Bimbola Oyesola and Merit Ibe
Ahead the Federal Government’s plan to reopen the nation’s land borders, the Manufacturers Association of Nigeria (MAN) has advised it to among other strategies diplomatically engage Niger and Benin Republics on trade data sharing for an enhanced performance when the ban is lifted.
The Association also recommended that the Federal Government should establish joint border patrols with neighboring countries involving police, customs, immigration, navy and state security services of the countries. It also urged the Nigerian authorities to invest in new technology to improve accountability, transparency and enhance efficiency in the operations of customs services.
President of the Association, Mansur Ahmed, who disclosed its position, commended the Federal Government on the various initiatives and policies, especially the economic sustainability plan introduced in a bid to ensure that the nation’s economy recovers swiftly from the global economic distress aggravated by COVID-19 pandemic.
He emphasised that the government needs to strengthen the coordination among the regulatory agencies to ensure that they share trade information and timely review trade policies, which will go a long way.
The MAN boss reiterated that the government of Niger and Benin Republic need to be engaged on trade data sharing and ensure that containers in transit to Nigeria are not offloaded into trucks and smuggled into the country.

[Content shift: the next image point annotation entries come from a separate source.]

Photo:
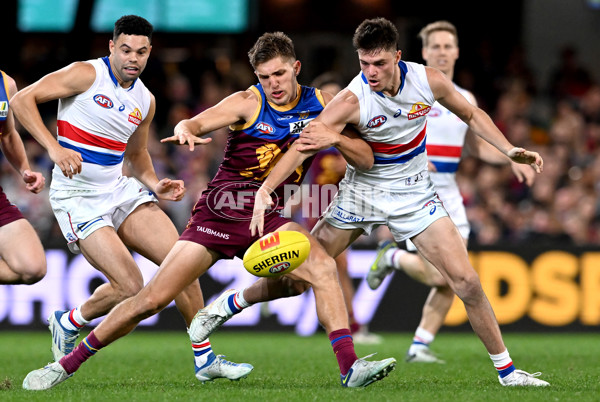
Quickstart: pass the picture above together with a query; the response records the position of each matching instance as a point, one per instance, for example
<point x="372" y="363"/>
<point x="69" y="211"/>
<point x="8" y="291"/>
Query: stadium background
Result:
<point x="532" y="64"/>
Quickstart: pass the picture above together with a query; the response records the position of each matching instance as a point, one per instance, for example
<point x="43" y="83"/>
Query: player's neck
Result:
<point x="394" y="87"/>
<point x="120" y="81"/>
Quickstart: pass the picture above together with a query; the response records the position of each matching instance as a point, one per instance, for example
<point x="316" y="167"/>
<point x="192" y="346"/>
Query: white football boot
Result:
<point x="63" y="340"/>
<point x="211" y="317"/>
<point x="45" y="378"/>
<point x="363" y="373"/>
<point x="218" y="367"/>
<point x="380" y="269"/>
<point x="520" y="378"/>
<point x="423" y="355"/>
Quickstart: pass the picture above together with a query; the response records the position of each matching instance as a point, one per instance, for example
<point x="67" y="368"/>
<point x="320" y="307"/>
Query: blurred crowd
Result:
<point x="560" y="120"/>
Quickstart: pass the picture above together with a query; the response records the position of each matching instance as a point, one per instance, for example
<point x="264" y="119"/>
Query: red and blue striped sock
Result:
<point x="503" y="363"/>
<point x="236" y="303"/>
<point x="73" y="320"/>
<point x="86" y="349"/>
<point x="202" y="352"/>
<point x="343" y="347"/>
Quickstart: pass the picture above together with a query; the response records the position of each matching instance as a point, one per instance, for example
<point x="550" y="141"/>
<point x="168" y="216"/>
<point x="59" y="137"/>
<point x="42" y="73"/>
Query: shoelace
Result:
<point x="227" y="362"/>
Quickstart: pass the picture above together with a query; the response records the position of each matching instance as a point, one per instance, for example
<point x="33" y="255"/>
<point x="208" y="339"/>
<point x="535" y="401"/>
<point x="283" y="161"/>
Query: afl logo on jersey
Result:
<point x="377" y="121"/>
<point x="264" y="128"/>
<point x="103" y="101"/>
<point x="135" y="117"/>
<point x="418" y="109"/>
<point x="435" y="112"/>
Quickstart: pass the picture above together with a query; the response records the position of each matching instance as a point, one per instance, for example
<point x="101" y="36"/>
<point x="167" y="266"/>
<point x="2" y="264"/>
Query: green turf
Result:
<point x="148" y="366"/>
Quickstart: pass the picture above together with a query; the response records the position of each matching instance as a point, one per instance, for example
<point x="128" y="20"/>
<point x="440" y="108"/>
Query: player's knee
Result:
<point x="294" y="287"/>
<point x="32" y="277"/>
<point x="468" y="287"/>
<point x="32" y="273"/>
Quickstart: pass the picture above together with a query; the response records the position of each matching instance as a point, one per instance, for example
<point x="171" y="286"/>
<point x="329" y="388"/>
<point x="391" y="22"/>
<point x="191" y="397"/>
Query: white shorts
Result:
<point x="81" y="212"/>
<point x="406" y="212"/>
<point x="453" y="203"/>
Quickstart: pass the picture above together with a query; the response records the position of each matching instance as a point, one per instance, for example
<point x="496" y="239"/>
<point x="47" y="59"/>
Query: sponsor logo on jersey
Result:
<point x="417" y="110"/>
<point x="432" y="205"/>
<point x="212" y="232"/>
<point x="3" y="109"/>
<point x="103" y="101"/>
<point x="346" y="216"/>
<point x="377" y="121"/>
<point x="304" y="114"/>
<point x="135" y="117"/>
<point x="297" y="126"/>
<point x="268" y="242"/>
<point x="264" y="128"/>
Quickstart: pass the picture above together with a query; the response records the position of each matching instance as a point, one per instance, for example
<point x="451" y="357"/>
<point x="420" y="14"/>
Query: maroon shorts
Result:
<point x="226" y="231"/>
<point x="8" y="212"/>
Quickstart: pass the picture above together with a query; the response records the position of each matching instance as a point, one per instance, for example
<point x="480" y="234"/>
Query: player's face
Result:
<point x="380" y="67"/>
<point x="441" y="51"/>
<point x="128" y="57"/>
<point x="278" y="79"/>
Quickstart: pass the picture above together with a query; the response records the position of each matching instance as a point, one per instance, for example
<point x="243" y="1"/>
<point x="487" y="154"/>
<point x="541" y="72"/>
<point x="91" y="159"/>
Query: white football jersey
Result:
<point x="395" y="127"/>
<point x="98" y="123"/>
<point x="445" y="140"/>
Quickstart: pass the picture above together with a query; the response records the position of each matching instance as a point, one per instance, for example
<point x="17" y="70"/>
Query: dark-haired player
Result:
<point x="104" y="113"/>
<point x="264" y="120"/>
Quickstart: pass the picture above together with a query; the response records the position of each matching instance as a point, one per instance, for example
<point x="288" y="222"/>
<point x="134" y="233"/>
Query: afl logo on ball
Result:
<point x="103" y="101"/>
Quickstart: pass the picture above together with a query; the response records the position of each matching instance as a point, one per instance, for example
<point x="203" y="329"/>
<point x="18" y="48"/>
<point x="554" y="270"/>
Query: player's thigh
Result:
<point x="105" y="251"/>
<point x="334" y="240"/>
<point x="317" y="265"/>
<point x="21" y="247"/>
<point x="149" y="231"/>
<point x="441" y="244"/>
<point x="185" y="263"/>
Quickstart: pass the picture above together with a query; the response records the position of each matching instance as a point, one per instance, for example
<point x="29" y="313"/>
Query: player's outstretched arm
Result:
<point x="330" y="129"/>
<point x="74" y="79"/>
<point x="139" y="161"/>
<point x="477" y="147"/>
<point x="237" y="107"/>
<point x="478" y="120"/>
<point x="14" y="151"/>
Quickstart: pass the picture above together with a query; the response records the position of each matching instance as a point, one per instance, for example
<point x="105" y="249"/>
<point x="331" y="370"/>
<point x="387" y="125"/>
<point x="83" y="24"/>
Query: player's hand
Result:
<point x="521" y="155"/>
<point x="523" y="173"/>
<point x="181" y="135"/>
<point x="262" y="202"/>
<point x="431" y="167"/>
<point x="172" y="190"/>
<point x="34" y="181"/>
<point x="67" y="160"/>
<point x="316" y="137"/>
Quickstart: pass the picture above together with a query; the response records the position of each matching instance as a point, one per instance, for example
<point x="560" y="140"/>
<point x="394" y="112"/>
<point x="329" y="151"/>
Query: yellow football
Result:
<point x="276" y="254"/>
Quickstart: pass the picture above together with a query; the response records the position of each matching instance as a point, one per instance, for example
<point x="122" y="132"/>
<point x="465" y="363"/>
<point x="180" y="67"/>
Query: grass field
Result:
<point x="147" y="366"/>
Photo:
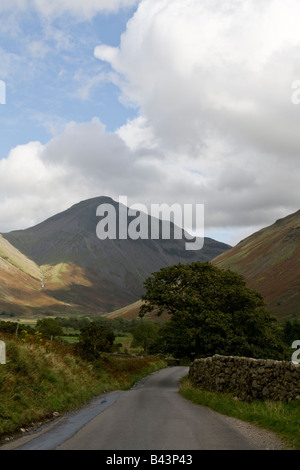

While noting that the border ban has already lasted one year, the flagrant disregard for international, political and economic protocols by our neighboring countries which needed to be addressed, the Association was of the view that a review of the border closure was pertinent and in line with the core objective of the African Continental Free Trade Agreement (AfCFTA) protocol which is premised on liberalisation of intra-regional trade in Africa.
Ahmed decried that since the closure, some sectors have had considerable increases in their productivity, while some sectors have recorded sharp declines.
In particular, he noted that the Export Group of the association clearly suffered huge losses due to logistics issue occasioned by the closure as it takes an average of 8 weeks for the carriers to ship and truck goods within countries in the same region vis-à-vis trucking through the land border, which takes an average of seven to 10 days.